July 2007 - Posts

The key to performance with partition management is to deal with empty partitions. That way all you have is meta data changes and no data has to be copied.

We recently encountered a situation where we had two partitions and wanted to merge them. In a merge you have 3 boundaries the left one, the middle one and the right one. In doing a merge you are going to get rid of the middle one and have 1 partition that is bounded by the left and right values. The partition on the left of the middle boundary was empty and the one on the right wasn't. We were using RIGHT partitioning so the partition value for the middle boundary was included in the RIGHT hand partition. We expected this to be very quick. The engine you take the RIGHT hand partition and use it for the new partition.

But NO it was very slow.

In this situation the new partition has two boundaries the left and the right ones. Because we are using RIGHT based partitioning the boundary value included in this partition is the left hand one, this is the closed boundary.

What we found was that when doing a merge the engine takes the partition with the remaining closed boundary as the base partition and copies the merges the other partition with it.
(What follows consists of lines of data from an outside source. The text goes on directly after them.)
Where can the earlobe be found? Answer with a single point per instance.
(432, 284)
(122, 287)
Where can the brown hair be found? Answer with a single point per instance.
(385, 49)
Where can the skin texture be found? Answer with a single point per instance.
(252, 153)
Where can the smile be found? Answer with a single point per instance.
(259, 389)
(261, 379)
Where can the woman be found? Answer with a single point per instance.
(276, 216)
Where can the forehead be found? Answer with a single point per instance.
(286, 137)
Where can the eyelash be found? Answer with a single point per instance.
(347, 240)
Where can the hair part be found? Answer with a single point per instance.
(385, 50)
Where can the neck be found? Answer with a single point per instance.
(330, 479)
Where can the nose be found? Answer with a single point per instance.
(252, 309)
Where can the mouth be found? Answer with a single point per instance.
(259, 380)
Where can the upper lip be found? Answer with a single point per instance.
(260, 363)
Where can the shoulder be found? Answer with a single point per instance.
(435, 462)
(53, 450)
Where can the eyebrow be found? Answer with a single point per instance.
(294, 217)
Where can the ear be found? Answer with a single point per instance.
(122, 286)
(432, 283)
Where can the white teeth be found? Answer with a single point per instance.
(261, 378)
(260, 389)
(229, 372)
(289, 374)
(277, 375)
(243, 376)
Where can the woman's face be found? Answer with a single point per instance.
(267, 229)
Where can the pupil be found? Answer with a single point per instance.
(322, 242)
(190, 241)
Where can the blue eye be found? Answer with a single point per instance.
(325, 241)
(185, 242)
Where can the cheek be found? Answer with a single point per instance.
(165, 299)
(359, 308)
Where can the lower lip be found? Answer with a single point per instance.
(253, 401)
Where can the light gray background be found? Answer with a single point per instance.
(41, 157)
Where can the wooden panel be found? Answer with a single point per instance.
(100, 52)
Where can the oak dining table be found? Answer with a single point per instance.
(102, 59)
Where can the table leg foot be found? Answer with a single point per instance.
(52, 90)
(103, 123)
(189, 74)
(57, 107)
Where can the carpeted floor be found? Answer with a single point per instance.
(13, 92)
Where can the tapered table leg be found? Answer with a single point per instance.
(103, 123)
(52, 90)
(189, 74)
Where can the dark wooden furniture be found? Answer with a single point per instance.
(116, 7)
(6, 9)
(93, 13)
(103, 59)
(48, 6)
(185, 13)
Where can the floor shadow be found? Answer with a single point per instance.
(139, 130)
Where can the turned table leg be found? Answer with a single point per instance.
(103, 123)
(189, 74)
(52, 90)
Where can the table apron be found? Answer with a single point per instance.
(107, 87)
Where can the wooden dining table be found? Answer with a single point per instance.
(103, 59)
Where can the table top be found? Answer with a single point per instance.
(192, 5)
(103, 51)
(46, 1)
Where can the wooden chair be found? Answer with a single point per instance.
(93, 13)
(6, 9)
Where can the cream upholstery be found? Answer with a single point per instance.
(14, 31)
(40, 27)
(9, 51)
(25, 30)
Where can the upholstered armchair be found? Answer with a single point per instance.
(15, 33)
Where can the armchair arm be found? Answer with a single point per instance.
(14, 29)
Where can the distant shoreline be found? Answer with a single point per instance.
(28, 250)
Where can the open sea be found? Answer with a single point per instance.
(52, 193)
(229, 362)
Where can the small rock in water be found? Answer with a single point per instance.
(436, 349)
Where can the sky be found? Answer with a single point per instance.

If doing RIGHT based partitioning this means if you are trying a sliding window partition when you switch the last partition out and then merge the last two partitions it moves the data from the right partition into the left partition, because the left partition has the closed boundary. This obviously sucks for performance.

To get round this, what you need to do is 1 of two things,

1. Leave the 2 partitions at the end so that both are empty, when these are merged the operation will be just meta data

2. Switch out the partition with the data, perform the merge on the now two empty partitions. Switch the partition back in. To do this you have to align the check constraints with the partition you are switching into. Which is a bit of a pain.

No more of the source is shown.